On nie jest podobny on jest taki sam, to po prostu Warband 2.0 z lepszą grafiką, lepszymi animacjami postaci, i kilkoma zadaniami ( zadania poboczne w Inkwizycji ponoć już są ciekawsze). Walka to kopiuj wklej z tego co widziałem w recenzjach.Po prostu niedokończona gra...
Nie jest dobrze że jest niemal identyczny bo w vanilla Warbanda prawie nikt nie grał. Szkoda, że sami nie potrafią dodać głębi do rozgrywki tylko znów liczą na moderów...
Liczą to bardzo nawet są zawansowane rozmowy z najlepszymi teamami moderów, jeden z takich teamów się pochwalił gadali już nimi osobiście ludzie z tale words, powiedział nie oficjalnie że mają już narzędzia moderskie te które maja zostać dopiero wydane i już pracują nad czymś ale nie może zdradzić na czym. A chodzi team od prohecy of pendor.
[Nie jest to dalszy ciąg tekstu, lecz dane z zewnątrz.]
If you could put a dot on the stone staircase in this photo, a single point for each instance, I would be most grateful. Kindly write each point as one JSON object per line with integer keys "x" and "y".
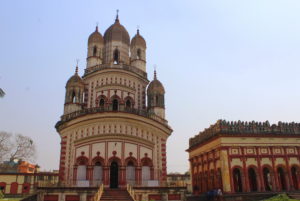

To normalne, że zainteresowanie po 3 miesiącach mniejsze. Multiplayer przyjemny, ale nie jest czymś co wciągnie na lata, gra się głownie dla singla. Do ponownego wzrostu zainteresowania grą trzeba poczekać do wypuszczenia dużych modów mocno zmieniających i urozmaicających rozgrywkę i przenoszących ją w zupełnie inne uniwersa.
Bannerlord jest jak Warband - to nie jest gra w którą się gra ciągle latami, ale gra do której się wraca.
A no tak, no bo w dzisiejszych czasach słowo "sequel" najwyraźniej oznacza "całkiem odmienna gra"
Jest podobny i to nie jest jego wadą, jego wadą jest duża płytkość tej rozgrywki, ciężko jest mi to wytłumaczyć, ale jako zagorzały fan Warbanda, w którego grałem nawet w 2020 muszę stwierdzić, że nowy MB nawet jak na Early Access jest bardzo płytki w content i możliwe mechaniki, po prostu. W starym Warbandzie na modach można "więcej", ale wiadomo, że kosztem grafiki i topornych animacji.
Najgorsze jest to - dla mnie, jako konsumenta, który czekał na to latami, że po tych 10 latach dostajemy grę, w której nie można przeprowadzić jednego dialogu z karczmarzem, bo każda linijka jest pusta. Ja rozumiem EA, ale to jest 10 lat, wyszło teraz Space Haven w EA i jest zdecydowanie bardziej przystępny, a Bannerlord na premierę? Szkoda słów.